Forty-three years ago Monday, the Rev. Martin Luther King Jr. was assassinated in Memphis, Tenn. He was there to support a garbage collectors' strike, and on the night before his death gave what would be his final sermon. Amid the call for for African-Americans to boycott businesses that mistreated workers, he delivered a sermon, without notes, that focused on his life and disavowed any concern that he might be killed for his role in the fight for civil rights.

"Like anybody, I would like to live a long life. Longevity has its place. But I'm not concerned about that now,” the Rev. Mr. King said that evening. “I've seen the promised land. I may not get there with you. But I want you to know tonight, that we, as a people, will get to the promised land!”

Now known as "I've Been to the Mountaintop,” the sermon was called King's "most apocalyptic" by King scholar James Washington. It was not the first time King had spoken publicly about his possible early death, though those close to him say King certainly did not expect the April 3 sermon to be his last.

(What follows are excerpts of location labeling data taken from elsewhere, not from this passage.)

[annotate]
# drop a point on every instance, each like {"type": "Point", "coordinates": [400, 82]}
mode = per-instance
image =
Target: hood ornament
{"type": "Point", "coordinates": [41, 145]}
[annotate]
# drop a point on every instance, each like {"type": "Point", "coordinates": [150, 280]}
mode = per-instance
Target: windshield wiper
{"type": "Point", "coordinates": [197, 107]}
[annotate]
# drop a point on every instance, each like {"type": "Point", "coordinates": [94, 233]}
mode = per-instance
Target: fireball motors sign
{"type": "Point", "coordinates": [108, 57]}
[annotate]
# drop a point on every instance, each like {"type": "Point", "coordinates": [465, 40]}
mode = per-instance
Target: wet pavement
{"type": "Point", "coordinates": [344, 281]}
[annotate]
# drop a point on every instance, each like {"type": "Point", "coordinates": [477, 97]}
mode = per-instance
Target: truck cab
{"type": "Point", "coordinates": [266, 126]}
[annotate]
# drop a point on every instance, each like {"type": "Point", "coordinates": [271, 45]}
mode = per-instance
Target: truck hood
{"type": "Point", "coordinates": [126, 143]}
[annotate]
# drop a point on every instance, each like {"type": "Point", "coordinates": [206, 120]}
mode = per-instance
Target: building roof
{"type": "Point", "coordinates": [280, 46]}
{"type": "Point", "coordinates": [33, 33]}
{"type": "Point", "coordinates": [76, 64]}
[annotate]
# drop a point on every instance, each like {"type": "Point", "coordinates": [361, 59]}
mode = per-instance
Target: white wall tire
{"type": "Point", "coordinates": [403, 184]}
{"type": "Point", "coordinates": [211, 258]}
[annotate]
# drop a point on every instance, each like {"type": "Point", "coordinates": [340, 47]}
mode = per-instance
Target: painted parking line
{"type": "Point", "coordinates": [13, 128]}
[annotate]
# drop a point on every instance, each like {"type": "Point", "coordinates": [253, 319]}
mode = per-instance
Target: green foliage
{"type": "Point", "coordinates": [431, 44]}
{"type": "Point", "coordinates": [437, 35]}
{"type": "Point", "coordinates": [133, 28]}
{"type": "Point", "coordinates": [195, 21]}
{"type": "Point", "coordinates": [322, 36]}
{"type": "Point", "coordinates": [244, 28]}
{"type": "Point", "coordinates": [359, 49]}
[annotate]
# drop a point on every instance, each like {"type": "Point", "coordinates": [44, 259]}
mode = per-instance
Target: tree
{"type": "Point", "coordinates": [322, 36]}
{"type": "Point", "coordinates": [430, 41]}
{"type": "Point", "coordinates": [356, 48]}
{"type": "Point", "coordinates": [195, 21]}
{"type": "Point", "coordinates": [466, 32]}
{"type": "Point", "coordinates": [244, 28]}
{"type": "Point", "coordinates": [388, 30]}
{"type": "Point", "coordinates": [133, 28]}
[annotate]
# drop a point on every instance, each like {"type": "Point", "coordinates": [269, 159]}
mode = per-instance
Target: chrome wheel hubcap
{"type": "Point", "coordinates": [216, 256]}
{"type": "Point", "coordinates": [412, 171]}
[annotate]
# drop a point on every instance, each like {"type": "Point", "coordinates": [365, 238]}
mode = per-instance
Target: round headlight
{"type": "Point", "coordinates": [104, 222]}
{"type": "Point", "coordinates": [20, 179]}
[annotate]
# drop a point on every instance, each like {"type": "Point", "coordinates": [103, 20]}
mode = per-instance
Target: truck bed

"He always knew some speech would be his last," wrote Andrew Young, who was with King in Memphis. "Was he afraid? Not on your life!"

King had received death threats for years and had already survived one assassination attempt. In 1958, a black woman who apparently suffered from mental illness stabbed him at a book signing, nearly killing him. In its report on the incident, The New York Times wrote, momentously, that the wound was so severe that King would have died had he sneezed.

In his last sermon, King reflected on that experience, recalling that a ninth-grade girl wrote him afterward to say she was glad he hadn’t sneezed. King used that experience to reflect on his career and the civil rights movement.

"I too am happy that I didn't sneeze. Because if I had sneezed, I wouldn't have been around here in 1960, when students all over the South started sitting-in at lunch counters," said King. "If I had sneezed I wouldn't have been here in 1963, when the black people of Birmingham, Alabama, aroused the conscience of this nation, and brought into being the Civil Rights Bill. If I had sneezed, I wouldn't have had a chance later that year, in August, to try to tell America about a dream that I had had."

After the sermon, King took His seat. His friend Benjamin Hooks recalled that King's words had elicited surprising emotions in both listeners and speaker.

"To my surprise, when I got a little closer, I saw tears streaming down his face," Mr. Hook said in a speech a decade later. "Grown men were sitting there weeping openly because of the power of this man who spoke on that night."